Fim de ciclo no Vitória SC: Direção de António Miguel Cardoso apresenta a demissão

Na conferência de imprensa realizada no Estádio D. Afonso Henriques, António Miguel Cardoso, que liderava o clube desde março de 2022, decidiu antecipar a saída face ao cenário desportivo da equipa principal, que compromete seriamente o objetivo delineado no início da época.

© VSC

A decisão surge numa altura em que o Vitória ocupa o nono lugar da I Liga, com 36 pontos, a cinco jornadas do fim do campeonato. A equipa está a onze pontos do quinto classificado, o Famalicão, posição que garante acesso às competições europeias e que havia sido assumida como meta pela direção.

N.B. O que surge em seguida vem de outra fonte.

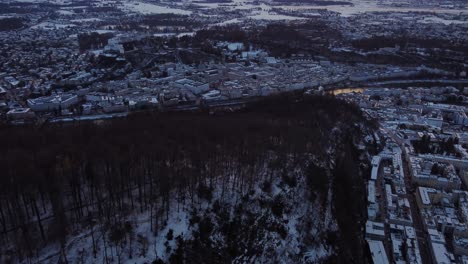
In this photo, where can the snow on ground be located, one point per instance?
(94, 19)
(146, 8)
(51, 26)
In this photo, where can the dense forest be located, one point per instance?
(280, 180)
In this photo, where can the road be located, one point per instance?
(411, 196)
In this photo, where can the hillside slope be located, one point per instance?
(278, 182)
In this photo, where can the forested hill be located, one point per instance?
(280, 181)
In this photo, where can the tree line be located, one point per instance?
(58, 178)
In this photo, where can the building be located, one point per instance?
(54, 102)
(377, 249)
(20, 113)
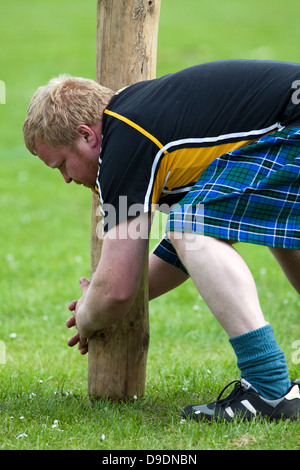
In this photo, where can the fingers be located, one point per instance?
(84, 284)
(82, 343)
(72, 305)
(71, 322)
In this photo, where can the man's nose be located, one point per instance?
(66, 177)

Apesar de a matemática ainda permitir esse cenário, dentro do clube a convicção é de que o objetivo é praticamente inalcançável.

“De acordo com aquilo que prometi no início da época, e como já são reduzidas as hipóteses de o Vitória SC terminar o campeonato em quinto lugar, vou entregar ao presidente da Assembleia Geral a minha carta de demissão”, afirmou António Miguel Cardoso, cumprindo assim o compromisso assumido após o empate frente ao Arouca (1-1), na quarta jornada, ainda em agosto de 2025.

O mais recente empate, diante do Aves SAD, também por 1-1, acabou por reforçar a perceção interna de que a qualificação europeia está fora de alcance.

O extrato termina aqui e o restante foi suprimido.